Thursday, August 26, 2010

Sex, papers, and law school

So, true story: last fall semester, I wrote a paper on the history of the legality of vibrators from a feminist/cultural theory perspective.

It was for Gender Discrimination and the Law class.  And, basically, in struggling to come up with paper topics, it kind of boiled down to this: I was writing a massive paper on torture.  I was reading hundreds and hundreds of torture documents.  I was working on GTMO and counterterrorism law and torture at my internship 20 hours a week.  I had a bazillion (actual number) classes.  I had this paper and I knew if I did anything that mattered really intensely to me, anything really emotional and personal, like pro-choice issues, or queer issues, I knew it would destroy me.  I just couldn't psychically take on that much.  And then, out of the blue, I may have read a blog post or seen a picture or something, I was like FUCK THAT: I am going to write about vibrators.

Basically, I wanted a paper topic that every time I did research for it, or was even just reading on the metro on the way into school, it turned me on.  My paper topic made me hot.  It was fun and fantastically interesting and now I can whip out all these cool facts and outrageous history at parties (like: a person owning above a certain number of vibrators/sex toys is illegal in my backwards state of Virginia.  I am not telling you how many that is, but I do happen to own more.  DON'T TELL ON ME).

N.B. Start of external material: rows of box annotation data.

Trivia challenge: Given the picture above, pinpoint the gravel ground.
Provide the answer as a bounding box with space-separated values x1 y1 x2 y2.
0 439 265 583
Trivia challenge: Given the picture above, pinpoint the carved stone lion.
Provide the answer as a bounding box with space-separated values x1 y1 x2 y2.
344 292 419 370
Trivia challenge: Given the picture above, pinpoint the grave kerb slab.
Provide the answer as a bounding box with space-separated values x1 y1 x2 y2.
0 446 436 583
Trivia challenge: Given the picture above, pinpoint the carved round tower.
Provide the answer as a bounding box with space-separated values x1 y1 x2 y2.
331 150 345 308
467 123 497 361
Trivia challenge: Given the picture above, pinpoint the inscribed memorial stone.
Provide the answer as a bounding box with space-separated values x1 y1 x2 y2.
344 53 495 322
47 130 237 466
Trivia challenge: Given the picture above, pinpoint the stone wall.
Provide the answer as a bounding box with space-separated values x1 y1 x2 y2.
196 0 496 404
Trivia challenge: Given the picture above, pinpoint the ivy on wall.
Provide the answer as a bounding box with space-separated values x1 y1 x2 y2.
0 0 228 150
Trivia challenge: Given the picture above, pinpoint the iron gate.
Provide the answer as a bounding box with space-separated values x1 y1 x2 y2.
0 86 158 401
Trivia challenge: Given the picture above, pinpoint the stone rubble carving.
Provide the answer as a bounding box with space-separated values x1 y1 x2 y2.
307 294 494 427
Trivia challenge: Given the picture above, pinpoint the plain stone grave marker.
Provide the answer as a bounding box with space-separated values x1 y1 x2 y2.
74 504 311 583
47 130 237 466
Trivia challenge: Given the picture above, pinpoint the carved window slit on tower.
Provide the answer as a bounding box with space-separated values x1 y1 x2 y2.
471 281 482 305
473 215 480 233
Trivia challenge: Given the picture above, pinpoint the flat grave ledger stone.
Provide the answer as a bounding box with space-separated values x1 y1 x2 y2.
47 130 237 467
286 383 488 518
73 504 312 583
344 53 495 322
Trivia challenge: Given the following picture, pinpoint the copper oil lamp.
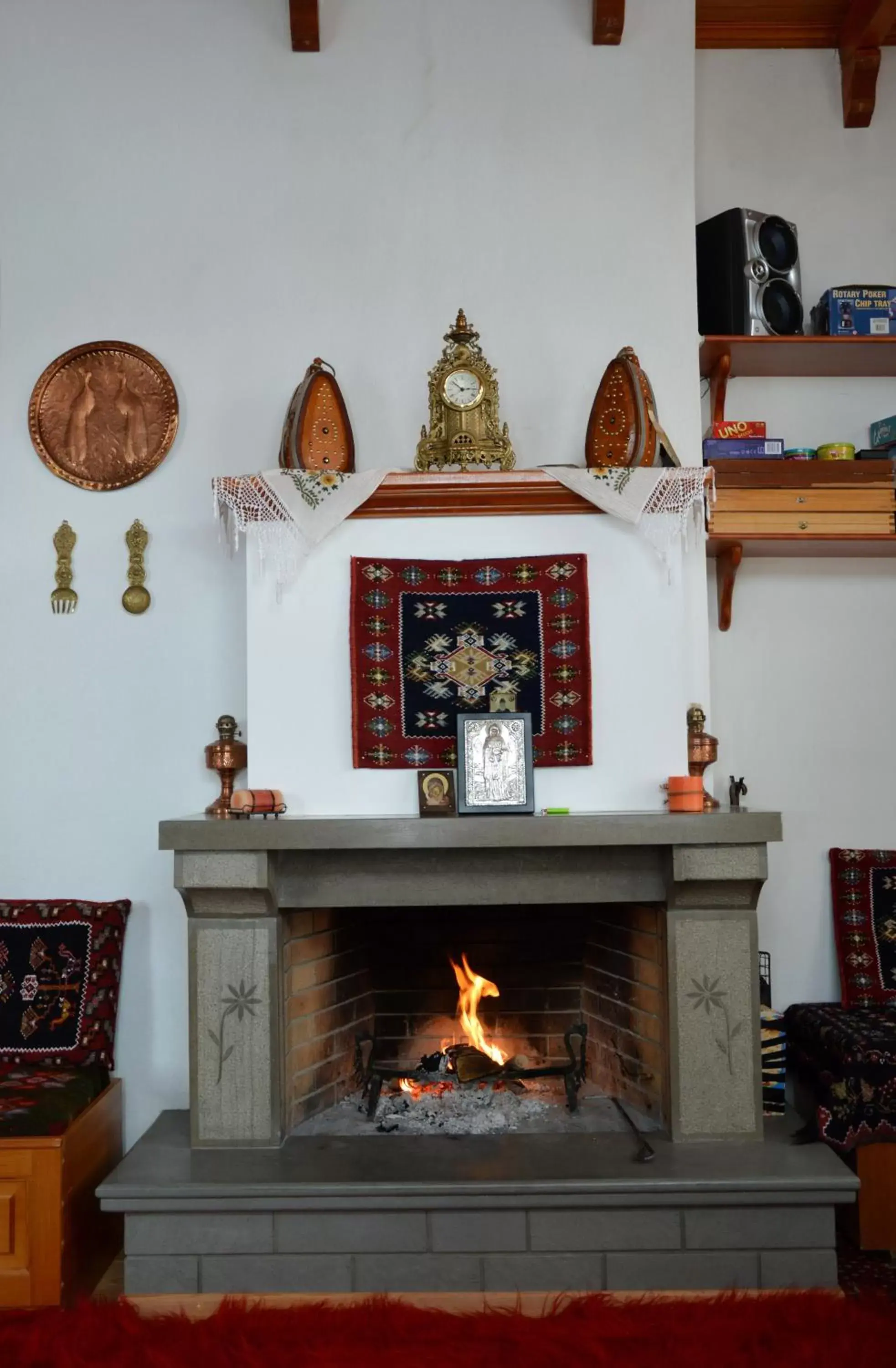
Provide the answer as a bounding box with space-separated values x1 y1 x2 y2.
688 703 718 813
205 713 249 818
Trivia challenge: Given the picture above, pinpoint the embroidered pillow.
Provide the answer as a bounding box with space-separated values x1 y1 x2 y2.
830 850 896 1007
0 899 131 1068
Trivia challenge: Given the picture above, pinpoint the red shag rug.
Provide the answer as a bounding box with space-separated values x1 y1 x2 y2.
0 1293 896 1368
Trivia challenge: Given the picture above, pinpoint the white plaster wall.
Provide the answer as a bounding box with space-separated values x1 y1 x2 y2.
0 0 707 1141
249 0 709 814
247 516 702 815
696 51 896 1007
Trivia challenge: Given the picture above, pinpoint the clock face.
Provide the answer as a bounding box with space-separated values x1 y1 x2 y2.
442 371 483 409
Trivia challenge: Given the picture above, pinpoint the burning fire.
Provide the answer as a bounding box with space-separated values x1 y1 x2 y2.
398 955 508 1101
452 955 508 1064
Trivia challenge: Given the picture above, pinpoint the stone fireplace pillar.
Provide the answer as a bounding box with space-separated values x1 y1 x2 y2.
666 845 767 1140
174 850 284 1148
160 811 781 1148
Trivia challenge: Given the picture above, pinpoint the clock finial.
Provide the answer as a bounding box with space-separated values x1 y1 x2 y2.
444 309 479 346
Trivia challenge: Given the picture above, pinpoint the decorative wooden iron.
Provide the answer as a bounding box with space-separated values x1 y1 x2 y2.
280 356 354 475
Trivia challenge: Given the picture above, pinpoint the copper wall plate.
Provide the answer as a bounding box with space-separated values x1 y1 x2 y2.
27 342 178 490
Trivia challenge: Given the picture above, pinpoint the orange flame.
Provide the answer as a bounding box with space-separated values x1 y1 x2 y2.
450 955 508 1064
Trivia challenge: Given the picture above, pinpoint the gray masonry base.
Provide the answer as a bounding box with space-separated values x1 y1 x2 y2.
100 1112 858 1295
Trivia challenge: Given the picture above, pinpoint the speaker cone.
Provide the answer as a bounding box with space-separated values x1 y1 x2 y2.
758 213 799 275
759 280 803 337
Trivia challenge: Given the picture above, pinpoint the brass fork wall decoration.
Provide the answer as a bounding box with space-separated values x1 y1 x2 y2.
49 523 78 613
122 518 152 613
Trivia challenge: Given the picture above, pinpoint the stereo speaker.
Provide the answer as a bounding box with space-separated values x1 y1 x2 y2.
696 209 803 337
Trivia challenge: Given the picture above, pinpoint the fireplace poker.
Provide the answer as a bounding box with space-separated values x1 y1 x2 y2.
610 1097 657 1164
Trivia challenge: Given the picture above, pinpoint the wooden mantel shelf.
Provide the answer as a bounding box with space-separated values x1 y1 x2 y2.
350 471 601 517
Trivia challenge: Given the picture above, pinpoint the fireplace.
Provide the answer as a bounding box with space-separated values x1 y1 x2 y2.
283 903 669 1133
100 813 856 1297
161 811 780 1148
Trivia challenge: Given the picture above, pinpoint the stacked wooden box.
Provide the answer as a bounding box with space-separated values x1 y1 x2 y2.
709 461 896 540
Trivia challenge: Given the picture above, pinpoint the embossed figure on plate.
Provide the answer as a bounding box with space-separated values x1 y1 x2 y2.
465 714 527 807
29 342 178 490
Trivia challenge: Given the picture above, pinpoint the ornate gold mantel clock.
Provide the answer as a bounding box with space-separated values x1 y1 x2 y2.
416 309 516 471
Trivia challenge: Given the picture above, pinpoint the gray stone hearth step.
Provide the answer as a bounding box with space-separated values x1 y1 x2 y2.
98 1112 858 1295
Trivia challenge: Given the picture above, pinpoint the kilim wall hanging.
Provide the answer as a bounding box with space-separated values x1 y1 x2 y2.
351 555 591 769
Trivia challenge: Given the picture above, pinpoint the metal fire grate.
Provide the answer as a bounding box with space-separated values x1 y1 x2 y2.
354 1022 588 1120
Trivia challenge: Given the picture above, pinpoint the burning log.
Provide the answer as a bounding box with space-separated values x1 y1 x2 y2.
452 1045 504 1083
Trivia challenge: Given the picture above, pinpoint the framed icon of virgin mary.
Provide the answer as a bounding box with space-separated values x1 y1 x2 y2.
457 713 535 817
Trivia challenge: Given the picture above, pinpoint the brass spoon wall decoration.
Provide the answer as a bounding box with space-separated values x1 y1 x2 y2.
122 518 152 613
49 523 78 613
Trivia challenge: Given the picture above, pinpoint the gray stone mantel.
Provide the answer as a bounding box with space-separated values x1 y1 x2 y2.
159 811 781 1148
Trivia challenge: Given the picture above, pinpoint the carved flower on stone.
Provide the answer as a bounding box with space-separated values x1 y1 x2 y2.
685 974 728 1016
208 978 261 1083
221 978 261 1022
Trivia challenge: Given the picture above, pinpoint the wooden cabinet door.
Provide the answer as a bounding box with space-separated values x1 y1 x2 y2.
0 1178 31 1306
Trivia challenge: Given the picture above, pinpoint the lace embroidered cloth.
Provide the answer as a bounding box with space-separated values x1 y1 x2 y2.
212 465 713 586
542 465 716 569
212 469 391 586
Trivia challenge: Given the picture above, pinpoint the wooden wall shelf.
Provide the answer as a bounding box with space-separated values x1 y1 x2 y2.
700 337 896 423
706 461 896 632
696 0 896 48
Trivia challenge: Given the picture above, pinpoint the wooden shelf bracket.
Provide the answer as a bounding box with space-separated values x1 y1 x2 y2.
591 0 625 48
288 0 320 52
710 352 731 423
840 0 896 129
716 542 744 632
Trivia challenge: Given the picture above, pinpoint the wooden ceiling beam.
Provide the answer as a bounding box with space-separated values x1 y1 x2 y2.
840 0 896 129
288 0 320 52
591 0 625 48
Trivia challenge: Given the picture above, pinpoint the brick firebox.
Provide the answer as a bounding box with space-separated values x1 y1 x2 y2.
283 903 669 1127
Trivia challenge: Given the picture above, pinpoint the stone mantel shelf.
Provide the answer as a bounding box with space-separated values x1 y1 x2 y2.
159 810 781 851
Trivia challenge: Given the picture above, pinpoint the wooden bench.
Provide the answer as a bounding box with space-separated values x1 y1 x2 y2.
0 1079 122 1306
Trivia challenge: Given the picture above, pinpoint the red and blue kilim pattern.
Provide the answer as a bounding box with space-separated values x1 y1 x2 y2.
830 848 896 1007
351 555 591 769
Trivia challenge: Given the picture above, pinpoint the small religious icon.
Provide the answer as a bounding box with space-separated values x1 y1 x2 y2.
417 769 457 817
688 703 718 813
457 713 535 817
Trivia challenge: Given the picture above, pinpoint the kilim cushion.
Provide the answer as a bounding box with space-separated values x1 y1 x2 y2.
830 850 896 1007
0 899 131 1068
0 1064 109 1138
784 1003 896 1149
351 555 591 769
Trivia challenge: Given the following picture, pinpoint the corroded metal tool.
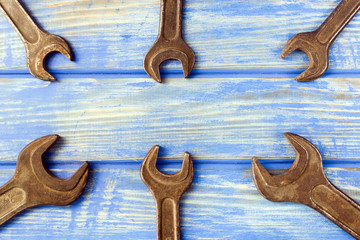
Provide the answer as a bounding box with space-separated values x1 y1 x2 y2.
281 0 360 82
144 0 195 82
140 146 194 240
0 135 89 225
252 133 360 239
0 0 72 81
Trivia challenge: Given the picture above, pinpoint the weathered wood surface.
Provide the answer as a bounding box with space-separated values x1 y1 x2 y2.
0 165 360 240
0 0 360 72
0 76 360 162
0 0 360 240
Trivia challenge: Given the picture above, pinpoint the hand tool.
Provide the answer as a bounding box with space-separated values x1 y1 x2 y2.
144 0 195 82
0 0 72 81
0 135 89 225
281 0 360 82
140 145 194 240
251 133 360 239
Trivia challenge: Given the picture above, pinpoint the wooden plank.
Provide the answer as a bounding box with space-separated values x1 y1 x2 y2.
0 76 360 162
0 165 360 240
0 0 360 72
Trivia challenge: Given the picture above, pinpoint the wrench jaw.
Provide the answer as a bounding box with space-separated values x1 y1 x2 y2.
25 32 72 81
144 38 195 83
140 145 194 199
15 135 89 206
251 133 328 206
281 31 329 82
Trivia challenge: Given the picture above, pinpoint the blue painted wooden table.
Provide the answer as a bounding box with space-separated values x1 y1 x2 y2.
0 0 360 240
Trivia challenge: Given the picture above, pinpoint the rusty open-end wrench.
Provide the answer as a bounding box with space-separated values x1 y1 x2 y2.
0 0 72 81
251 133 360 239
140 145 194 240
0 135 89 225
144 0 195 82
281 0 360 82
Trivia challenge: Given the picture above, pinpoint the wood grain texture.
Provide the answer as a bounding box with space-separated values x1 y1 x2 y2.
0 0 360 73
0 0 360 240
0 165 360 240
0 77 360 162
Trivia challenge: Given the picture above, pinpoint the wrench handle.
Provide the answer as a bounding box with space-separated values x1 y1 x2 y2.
156 198 180 240
0 0 41 44
311 184 360 239
316 0 360 45
159 0 183 40
0 180 27 225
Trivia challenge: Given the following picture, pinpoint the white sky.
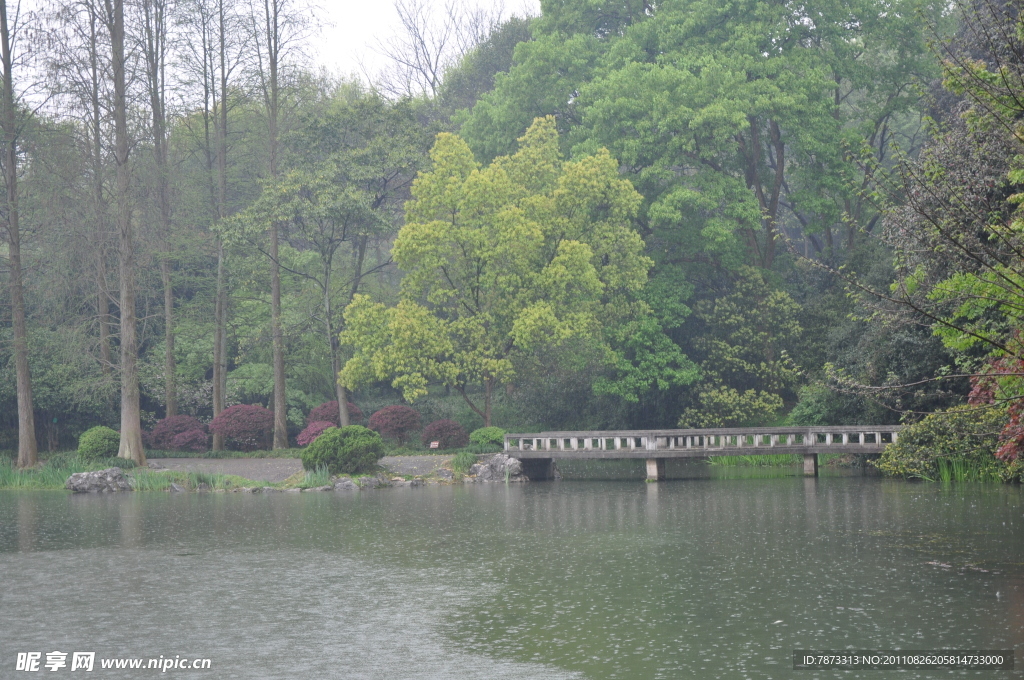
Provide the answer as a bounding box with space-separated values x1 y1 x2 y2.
309 0 541 82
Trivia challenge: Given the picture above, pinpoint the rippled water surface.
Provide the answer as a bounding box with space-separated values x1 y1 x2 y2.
0 475 1024 680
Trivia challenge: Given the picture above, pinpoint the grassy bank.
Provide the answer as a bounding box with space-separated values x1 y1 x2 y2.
0 456 272 492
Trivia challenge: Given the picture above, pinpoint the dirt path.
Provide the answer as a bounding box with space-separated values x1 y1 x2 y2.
150 455 452 483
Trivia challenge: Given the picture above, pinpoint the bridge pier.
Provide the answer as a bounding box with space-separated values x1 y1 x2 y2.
647 458 665 481
519 458 555 481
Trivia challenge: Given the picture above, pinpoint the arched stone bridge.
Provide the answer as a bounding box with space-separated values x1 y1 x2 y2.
505 425 902 480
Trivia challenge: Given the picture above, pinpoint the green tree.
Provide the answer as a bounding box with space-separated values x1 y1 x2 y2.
679 267 802 427
341 117 688 426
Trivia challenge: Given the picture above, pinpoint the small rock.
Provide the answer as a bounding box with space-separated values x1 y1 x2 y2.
65 468 131 494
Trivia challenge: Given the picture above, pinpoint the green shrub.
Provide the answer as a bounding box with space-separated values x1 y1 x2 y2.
876 407 1007 479
78 425 121 461
469 427 505 447
452 450 477 474
302 425 384 474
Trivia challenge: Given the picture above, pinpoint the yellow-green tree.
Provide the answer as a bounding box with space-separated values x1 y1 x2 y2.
340 117 671 426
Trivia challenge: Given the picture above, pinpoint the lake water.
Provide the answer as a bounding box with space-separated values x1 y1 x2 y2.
0 466 1024 680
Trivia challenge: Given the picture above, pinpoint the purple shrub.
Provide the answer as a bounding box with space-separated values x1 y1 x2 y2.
171 428 210 452
306 400 362 427
420 420 469 449
210 403 273 451
296 420 337 447
143 416 206 451
370 406 421 445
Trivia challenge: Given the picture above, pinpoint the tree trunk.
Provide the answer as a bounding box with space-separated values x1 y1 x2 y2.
0 0 38 468
270 223 288 449
142 0 178 418
160 257 178 418
88 3 114 376
104 0 145 466
213 239 227 451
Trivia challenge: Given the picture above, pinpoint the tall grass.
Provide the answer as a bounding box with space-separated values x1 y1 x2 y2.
452 449 477 474
299 465 331 488
935 458 1000 483
708 454 804 467
0 459 78 488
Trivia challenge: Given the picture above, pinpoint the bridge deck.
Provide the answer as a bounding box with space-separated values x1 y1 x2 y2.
505 425 901 471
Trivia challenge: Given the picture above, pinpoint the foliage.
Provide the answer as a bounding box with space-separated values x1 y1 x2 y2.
210 403 273 451
420 420 469 449
876 406 1007 479
299 467 331 488
469 427 505 447
461 0 937 273
78 425 121 461
370 403 421 445
171 427 210 452
679 267 802 427
148 416 207 449
452 451 477 474
340 118 688 426
306 399 362 427
295 421 338 447
302 425 384 474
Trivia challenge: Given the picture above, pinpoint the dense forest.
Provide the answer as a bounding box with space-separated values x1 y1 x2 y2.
0 0 1024 473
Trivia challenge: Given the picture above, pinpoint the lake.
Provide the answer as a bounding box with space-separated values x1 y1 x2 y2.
0 466 1024 680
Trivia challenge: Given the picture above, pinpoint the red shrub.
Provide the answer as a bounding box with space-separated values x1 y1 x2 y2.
171 428 210 451
148 416 206 451
420 420 469 449
210 403 273 451
370 406 420 444
306 399 362 427
296 419 338 447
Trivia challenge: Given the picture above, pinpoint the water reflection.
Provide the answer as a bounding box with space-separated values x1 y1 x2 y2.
0 475 1024 679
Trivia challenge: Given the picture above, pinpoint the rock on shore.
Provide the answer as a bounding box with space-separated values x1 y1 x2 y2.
65 468 131 494
469 454 528 481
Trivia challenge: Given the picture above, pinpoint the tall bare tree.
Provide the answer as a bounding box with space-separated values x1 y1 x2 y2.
103 0 145 465
138 0 178 418
48 0 114 376
374 0 505 97
0 0 38 468
181 0 245 451
250 0 310 449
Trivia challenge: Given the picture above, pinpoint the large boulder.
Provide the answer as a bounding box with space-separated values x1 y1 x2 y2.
469 454 526 481
65 468 131 494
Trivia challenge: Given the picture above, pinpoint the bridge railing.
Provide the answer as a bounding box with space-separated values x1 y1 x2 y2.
505 425 902 456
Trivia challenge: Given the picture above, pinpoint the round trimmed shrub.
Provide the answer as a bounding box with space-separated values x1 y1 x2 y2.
148 416 206 451
296 420 338 447
171 427 210 452
306 399 362 427
210 403 273 451
78 425 121 461
469 426 505 447
370 405 422 445
302 425 384 474
420 420 469 449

I have Feminist Legal Theory class this semester (starting next week!  Do I come up with paper topics before I ever start classes? - maybe!  I just nerd like that!).  I think I may want to compare the rules of sex clubs and BDSM play with state-sanctioned law, and how one embraces "yes means yes" and an autonomous female sexuality and pleasure, and the other continues to make women the defenders of their chastity and punishes them for going out while female and drinking.  This is a great topic, right?  It is interesting, it is sexy, it can include lots of theory (Butler!  Foucault!  YAY), and it is novel as fuck for a law class.

And I totally think it will have to involve a field trip.

6 comments:

  1. Both the vibrator paper and the proposed BDSM rules/state sanctioned law paper sound amazing. I quite want to read the vibrator one when I have caught up on my reading backlog.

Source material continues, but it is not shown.